HAVANA — Cuba’s faltering economy could be getting unexpected support from a far-away place: China has agreed to invest in the island’s tourism, bio-technology and mining sectors.
During a 48-hour visit to the island, Chinese President Hu Jintao signed 16 agreements with Cuban leader Fidel Castro, which included forming a joint venture in Cuba’s lucrative nickel industry, exploring nickel in undisclosed locations on the island, and reactivating a nickel plant abandoned by the Soviets a decade ago.
Cuba has the third-largest nickel reserve in the world and China, driven by the biggest economic expansion in its history, needs huge quantities of the metal for its growing manufacturing sector.
Last week on national television, Castro welcomed Chinese investors and predicted that Chinese financing would double the island’s nickel output. Currently nickel is Cuba’s chief export, expected to generate some $800 million this year.

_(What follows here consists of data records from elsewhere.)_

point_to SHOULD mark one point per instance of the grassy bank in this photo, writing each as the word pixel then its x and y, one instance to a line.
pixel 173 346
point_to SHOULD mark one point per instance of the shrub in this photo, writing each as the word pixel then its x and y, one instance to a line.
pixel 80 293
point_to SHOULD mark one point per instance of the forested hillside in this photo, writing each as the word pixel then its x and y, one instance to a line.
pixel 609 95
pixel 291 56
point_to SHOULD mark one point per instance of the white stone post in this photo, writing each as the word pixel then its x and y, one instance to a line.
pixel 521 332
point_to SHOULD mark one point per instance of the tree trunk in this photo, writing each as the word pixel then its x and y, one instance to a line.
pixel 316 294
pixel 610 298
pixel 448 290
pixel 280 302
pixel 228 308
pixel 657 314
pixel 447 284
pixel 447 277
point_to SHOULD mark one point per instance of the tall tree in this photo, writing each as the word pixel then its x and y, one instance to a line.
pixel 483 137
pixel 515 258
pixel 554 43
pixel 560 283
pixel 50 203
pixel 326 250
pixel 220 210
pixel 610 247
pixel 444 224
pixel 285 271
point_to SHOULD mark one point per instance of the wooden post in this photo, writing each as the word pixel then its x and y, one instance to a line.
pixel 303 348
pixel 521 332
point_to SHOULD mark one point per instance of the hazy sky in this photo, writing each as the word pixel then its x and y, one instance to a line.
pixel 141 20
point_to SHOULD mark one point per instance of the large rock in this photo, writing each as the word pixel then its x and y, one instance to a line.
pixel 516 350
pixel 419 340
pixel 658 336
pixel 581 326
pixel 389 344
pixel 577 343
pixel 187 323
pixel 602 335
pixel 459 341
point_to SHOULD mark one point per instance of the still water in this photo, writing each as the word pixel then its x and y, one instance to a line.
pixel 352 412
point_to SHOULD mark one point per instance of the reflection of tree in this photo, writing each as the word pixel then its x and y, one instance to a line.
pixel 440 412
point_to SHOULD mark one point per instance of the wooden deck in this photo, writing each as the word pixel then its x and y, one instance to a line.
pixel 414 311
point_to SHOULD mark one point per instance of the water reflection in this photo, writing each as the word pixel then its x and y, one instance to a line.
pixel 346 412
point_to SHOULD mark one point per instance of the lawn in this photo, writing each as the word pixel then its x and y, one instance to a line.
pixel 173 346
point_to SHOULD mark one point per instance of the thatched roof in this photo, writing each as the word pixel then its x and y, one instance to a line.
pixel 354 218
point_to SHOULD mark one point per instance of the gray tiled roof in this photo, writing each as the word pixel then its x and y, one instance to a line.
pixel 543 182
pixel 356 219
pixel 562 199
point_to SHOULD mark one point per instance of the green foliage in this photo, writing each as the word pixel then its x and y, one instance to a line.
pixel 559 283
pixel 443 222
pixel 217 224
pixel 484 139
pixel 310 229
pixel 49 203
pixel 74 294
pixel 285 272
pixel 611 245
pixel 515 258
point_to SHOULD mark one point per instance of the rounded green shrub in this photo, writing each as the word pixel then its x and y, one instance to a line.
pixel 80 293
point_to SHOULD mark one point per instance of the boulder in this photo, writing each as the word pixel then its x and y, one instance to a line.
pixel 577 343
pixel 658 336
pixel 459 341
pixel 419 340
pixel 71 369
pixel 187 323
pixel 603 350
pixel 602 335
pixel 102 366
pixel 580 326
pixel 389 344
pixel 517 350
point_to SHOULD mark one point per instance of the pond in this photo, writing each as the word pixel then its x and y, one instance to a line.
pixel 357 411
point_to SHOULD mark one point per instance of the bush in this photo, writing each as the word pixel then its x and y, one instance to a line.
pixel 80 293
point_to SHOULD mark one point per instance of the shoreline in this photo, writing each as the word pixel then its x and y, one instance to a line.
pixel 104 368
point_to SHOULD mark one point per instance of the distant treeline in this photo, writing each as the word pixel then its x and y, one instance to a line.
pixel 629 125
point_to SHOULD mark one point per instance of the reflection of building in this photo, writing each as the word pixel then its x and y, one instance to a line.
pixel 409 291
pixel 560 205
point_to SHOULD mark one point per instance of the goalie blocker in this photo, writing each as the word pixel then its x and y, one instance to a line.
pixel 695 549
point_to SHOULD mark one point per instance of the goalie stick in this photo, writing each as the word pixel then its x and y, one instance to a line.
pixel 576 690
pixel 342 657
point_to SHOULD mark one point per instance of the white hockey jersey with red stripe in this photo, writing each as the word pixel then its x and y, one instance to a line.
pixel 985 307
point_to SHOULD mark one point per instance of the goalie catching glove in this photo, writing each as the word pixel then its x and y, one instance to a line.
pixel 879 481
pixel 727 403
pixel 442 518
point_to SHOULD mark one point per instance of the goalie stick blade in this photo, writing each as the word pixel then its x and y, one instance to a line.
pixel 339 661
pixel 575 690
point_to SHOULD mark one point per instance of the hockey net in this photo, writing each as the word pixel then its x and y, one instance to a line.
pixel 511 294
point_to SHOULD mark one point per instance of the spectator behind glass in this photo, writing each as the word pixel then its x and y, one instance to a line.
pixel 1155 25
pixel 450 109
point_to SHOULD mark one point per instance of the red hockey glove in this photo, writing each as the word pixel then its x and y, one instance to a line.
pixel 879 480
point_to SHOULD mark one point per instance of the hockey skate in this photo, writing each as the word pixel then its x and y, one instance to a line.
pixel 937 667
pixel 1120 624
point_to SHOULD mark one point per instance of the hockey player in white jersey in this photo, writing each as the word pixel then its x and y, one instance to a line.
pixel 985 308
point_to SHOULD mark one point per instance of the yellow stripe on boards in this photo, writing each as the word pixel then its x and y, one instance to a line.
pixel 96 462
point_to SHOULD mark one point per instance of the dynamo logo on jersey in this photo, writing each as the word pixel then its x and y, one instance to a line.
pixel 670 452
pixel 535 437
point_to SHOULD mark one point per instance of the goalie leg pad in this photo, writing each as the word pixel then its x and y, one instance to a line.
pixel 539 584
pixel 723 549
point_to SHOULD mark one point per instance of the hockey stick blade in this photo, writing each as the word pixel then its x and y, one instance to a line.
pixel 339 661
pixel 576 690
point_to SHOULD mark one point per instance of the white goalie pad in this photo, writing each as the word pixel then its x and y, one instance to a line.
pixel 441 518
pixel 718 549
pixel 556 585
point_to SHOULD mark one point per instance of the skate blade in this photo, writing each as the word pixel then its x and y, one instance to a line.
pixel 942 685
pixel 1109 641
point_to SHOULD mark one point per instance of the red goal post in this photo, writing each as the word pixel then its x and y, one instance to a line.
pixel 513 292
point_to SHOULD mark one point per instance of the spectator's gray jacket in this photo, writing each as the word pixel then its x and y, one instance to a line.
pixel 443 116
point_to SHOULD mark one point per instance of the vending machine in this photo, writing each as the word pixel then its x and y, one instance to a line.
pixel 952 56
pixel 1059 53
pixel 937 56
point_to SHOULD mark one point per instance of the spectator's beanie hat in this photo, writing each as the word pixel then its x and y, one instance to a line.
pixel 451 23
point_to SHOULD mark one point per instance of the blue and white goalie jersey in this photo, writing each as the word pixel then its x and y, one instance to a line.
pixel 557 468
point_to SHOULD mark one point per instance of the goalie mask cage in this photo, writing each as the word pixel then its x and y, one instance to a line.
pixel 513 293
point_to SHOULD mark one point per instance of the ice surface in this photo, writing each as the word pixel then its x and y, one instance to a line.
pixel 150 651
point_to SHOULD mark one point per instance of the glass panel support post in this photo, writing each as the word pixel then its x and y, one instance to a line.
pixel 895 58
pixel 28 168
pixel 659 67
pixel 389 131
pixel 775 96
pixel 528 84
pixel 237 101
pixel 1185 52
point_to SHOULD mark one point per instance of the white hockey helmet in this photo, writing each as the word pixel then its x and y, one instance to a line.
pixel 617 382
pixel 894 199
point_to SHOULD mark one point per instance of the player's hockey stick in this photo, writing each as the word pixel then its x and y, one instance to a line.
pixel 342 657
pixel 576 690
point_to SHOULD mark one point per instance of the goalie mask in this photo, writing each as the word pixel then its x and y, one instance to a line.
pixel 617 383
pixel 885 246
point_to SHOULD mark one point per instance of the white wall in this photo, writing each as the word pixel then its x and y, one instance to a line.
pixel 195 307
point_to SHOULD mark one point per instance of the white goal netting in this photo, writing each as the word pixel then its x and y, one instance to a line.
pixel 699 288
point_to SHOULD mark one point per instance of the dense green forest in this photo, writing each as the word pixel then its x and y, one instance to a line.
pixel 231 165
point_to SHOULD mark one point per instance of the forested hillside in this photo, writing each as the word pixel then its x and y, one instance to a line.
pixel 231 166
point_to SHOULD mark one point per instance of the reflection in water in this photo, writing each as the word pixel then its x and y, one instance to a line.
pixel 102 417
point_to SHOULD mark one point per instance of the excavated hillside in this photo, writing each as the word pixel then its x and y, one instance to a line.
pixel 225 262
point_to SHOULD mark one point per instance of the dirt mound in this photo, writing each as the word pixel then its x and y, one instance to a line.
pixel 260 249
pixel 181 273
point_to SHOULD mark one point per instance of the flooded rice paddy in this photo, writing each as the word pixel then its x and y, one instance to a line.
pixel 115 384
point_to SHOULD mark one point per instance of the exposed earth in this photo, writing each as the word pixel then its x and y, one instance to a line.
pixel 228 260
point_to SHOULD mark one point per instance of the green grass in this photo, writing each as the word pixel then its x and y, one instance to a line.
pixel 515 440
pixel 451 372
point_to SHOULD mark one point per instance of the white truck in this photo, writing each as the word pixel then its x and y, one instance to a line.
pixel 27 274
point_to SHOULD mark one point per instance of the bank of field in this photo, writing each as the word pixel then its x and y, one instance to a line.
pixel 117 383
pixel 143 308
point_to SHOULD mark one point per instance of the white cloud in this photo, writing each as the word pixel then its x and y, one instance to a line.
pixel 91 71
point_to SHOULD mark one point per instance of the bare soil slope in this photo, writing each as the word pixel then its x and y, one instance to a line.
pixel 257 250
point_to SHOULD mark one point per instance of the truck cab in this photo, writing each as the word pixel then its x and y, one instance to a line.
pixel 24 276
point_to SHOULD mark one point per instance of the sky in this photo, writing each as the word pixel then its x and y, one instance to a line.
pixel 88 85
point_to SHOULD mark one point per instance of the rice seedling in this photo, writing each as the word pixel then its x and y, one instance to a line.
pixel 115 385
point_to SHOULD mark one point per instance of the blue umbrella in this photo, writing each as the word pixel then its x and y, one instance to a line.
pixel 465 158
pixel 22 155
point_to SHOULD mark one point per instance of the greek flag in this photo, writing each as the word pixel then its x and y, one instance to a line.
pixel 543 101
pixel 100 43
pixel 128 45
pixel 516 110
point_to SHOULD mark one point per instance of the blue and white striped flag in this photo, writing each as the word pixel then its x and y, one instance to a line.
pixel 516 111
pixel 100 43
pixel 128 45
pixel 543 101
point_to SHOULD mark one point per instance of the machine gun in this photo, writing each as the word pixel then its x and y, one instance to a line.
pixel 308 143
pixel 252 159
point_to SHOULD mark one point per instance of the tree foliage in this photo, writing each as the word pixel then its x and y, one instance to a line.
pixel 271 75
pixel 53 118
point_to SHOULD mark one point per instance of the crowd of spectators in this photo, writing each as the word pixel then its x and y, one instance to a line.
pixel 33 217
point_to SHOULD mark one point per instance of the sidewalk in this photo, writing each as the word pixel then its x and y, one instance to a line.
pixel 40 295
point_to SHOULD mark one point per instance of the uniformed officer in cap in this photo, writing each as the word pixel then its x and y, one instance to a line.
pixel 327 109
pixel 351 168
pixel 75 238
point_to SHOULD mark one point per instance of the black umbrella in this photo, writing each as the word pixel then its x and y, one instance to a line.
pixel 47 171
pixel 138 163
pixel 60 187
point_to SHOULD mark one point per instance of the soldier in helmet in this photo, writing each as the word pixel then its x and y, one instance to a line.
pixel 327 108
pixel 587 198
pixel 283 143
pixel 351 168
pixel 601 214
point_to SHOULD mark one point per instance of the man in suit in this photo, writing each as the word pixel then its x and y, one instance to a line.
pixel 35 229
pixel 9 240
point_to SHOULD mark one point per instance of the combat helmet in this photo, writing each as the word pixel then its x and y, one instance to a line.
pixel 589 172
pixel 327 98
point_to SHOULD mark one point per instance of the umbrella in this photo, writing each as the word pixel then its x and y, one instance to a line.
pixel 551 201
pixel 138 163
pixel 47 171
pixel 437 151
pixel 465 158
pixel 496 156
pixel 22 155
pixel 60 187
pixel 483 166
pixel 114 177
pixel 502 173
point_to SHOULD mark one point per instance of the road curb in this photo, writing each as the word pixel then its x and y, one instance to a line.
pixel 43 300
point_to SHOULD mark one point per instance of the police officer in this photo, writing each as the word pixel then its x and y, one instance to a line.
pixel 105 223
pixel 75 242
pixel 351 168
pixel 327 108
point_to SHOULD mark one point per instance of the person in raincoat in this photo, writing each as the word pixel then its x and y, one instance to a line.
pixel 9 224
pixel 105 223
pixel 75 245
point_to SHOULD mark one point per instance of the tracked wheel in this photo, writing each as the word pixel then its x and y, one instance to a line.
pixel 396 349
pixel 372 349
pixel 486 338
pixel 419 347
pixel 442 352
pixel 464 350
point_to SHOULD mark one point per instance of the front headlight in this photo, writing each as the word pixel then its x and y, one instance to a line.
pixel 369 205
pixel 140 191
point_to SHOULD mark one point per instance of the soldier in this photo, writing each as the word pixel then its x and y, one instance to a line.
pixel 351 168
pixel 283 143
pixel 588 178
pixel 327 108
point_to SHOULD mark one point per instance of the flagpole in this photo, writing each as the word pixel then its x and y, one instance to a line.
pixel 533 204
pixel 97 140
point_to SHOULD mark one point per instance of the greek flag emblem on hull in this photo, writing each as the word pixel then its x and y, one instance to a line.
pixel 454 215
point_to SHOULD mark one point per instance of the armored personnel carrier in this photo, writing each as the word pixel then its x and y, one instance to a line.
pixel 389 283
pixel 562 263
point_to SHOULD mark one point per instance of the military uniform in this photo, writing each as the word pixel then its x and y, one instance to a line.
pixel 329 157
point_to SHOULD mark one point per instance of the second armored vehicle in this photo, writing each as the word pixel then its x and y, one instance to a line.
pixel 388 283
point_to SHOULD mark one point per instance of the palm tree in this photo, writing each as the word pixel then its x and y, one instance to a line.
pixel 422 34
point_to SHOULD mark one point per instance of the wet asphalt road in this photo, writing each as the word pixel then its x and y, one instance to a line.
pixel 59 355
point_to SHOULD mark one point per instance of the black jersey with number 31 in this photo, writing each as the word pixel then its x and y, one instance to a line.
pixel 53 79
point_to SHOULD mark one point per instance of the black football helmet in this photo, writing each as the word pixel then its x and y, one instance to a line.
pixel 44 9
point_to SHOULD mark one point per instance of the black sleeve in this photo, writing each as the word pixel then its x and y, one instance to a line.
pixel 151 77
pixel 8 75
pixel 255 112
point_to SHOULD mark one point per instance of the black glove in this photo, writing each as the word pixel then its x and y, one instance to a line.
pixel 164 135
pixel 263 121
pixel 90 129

The Chinese president also gave Castro some significant debt relief. Under one accord, the Cuban government won a 10-year grace before it must start paying on four different interest-free loans granted between 1990 and 1994.
Hu arrived in Havana on Monday, after attending the Asia-Pacific Economic Cooperation forum in Santiago, Chile. In his first meeting with Castro since becoming president in March 2003, Hu stressed the “fraternal ties” between the two communist governments.
“We have helped each other and treated each other with sincerity,” Hu said. “We are fraternal brothers… passing the test of changing and adverse international circumstances.”
Making Cuba a destination for Chinese tourists
On Tuesday, Hu met with top trade negotiators from both countries, meeting to sketch out possible deals in the telecommunications and tourism industries.
One transaction under discussion is to establish a direct air route between the two capitals, with the aim of making Havana a gateway for Chinese tourists touring South America.
Cuban tourist officials began vying for a piece of the Chinese market earlier this year when the island became the first nation in the Western Hemisphere to gain “Approved
Destination Status” (ADS) from the Chinese government, allowing Chinese travel groups to visit the Caribbean destination.
Last year 16 million Chinese tourists traveled abroad and the World Tourism Organization predicts China will become the fourth-largest tourist source nation by 2020.
After the fall of its principal trade partner, the Soviet Union, Havana branched out and has steadily strengthened commercial ties with Beijing.
According to Chinese trade statistics, business between the two countries grew 36 percent this year alone.
Cuba’s Minister of Commerce, Ricardo Cabrisas, announced that China now constitutes 10 percent of Cuba’s foreign commerce and ranks as the island’s third-largest trading partner after Venezuela and Spain.
Mary Murray is an NBC News producer based in Havana, Cuba.